No one ever seems to talk about this, but are these children who are being “protected” from COVID going to develop a normal healthy immune system if they are kept in bubbles and never exposed to all the germs and viruses that are just part of everyday life.

In the nicest possible way I really think you need to loosen up and let the child develop a normal healthy relationship with it’s grand parents. We can’t avoid physical contact forever.

gypsywater · 31/08/2020 12:27

Are you actually keeping her indoors?!

BlackeyedSusan · 31/08/2020 12:27

I would take this gap now to let her see both sets of parents before winter sets in and there is a risk of a second wave.

Do some reading around the topic, talk about your parents lifestyle and whether they are following enough of the rules for you to be happy.
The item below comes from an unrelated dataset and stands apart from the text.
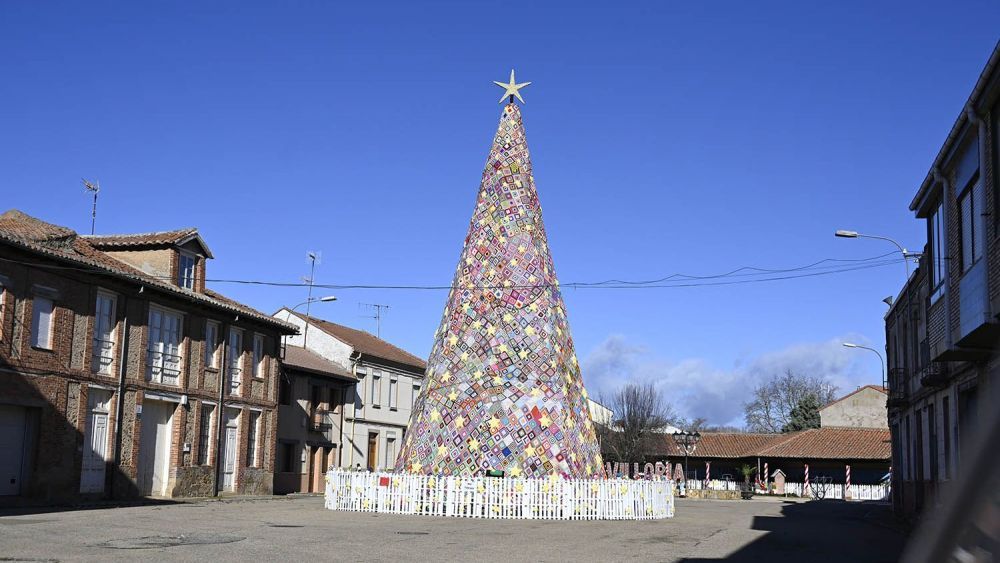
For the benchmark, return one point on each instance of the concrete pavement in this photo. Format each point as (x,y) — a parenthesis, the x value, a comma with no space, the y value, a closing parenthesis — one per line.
(299,528)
moonbebe · 31/08/2020 12:28

[quote gypsywater]@moonbebe
It is a really tricky one, as I do think cuddles with grandparents are so important and lovely, but surely the 2m rule applies to everyone? I guess one compromise could be they can hold her but whilst wearing a mask and having changed their clothes first? But dont know if that would scare the baby perhaps to have a mask wearer cuddling them![/quote]
@gypsywater

I did consider masks but when I have mine on she looks confused.
I'm guessing as she can't properly determine my facial expressions.

OP posts:
FraterculaArctica · 31/08/2020 12:28

You are absolutely right, the guidance is we should still be socially distancing from anyone not in our households. That clearly doesn't allow for hugging babies. My 10 month old hasn't been held by any family members since lockdown started and won't be for the foreseeable future.
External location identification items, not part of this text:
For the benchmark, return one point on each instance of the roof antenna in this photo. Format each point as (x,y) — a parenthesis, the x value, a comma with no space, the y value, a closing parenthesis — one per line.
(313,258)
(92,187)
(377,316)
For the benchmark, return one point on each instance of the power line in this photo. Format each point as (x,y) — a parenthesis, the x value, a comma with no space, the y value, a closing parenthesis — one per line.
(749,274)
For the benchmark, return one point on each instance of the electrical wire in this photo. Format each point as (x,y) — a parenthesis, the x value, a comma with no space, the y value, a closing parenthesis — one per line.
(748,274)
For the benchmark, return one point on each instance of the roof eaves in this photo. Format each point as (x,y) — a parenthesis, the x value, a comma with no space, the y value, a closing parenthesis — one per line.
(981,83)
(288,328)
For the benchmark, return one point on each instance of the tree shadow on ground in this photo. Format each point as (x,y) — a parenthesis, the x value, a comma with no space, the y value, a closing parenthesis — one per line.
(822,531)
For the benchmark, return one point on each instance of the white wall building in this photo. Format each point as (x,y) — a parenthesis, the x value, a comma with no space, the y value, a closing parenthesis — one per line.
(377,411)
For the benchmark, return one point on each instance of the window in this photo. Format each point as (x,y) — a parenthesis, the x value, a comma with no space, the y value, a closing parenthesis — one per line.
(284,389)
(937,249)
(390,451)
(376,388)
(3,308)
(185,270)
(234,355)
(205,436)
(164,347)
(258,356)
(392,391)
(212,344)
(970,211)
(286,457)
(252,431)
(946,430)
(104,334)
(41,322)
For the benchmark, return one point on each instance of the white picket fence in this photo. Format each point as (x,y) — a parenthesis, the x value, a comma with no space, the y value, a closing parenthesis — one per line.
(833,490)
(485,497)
moonbebe · 31/08/2020 12:29

@Pebblexox

Personally I think the highest risks are to your child's emotional development by keeping them indoors and away from people, than the risk of Covid-19.
@Pebblexox who said anything about keeping her indoors? We go out!! Hmm
OP posts:
Histrionicz · 31/08/2020 12:29

I also had a baby during lockdown. I’m sorry, but you have got to relax.
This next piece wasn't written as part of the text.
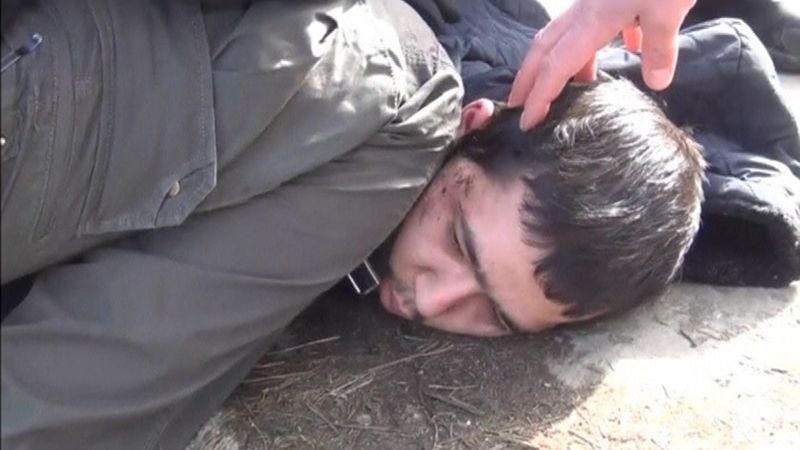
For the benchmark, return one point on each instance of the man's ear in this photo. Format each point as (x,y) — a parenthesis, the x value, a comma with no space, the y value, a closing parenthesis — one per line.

I have come to the conclusion that my baby would be more damaged by constant health-related paranoia and missing out on physical contact from family members than he potentially would from a risk of being exposed to COVID-19. And I have genuinely vulnerable members of my family. We take precautions but we now meet and they cuddle my baby. Who loves it.

You need to learn to understand the actual risks and then to realise that your husband is right.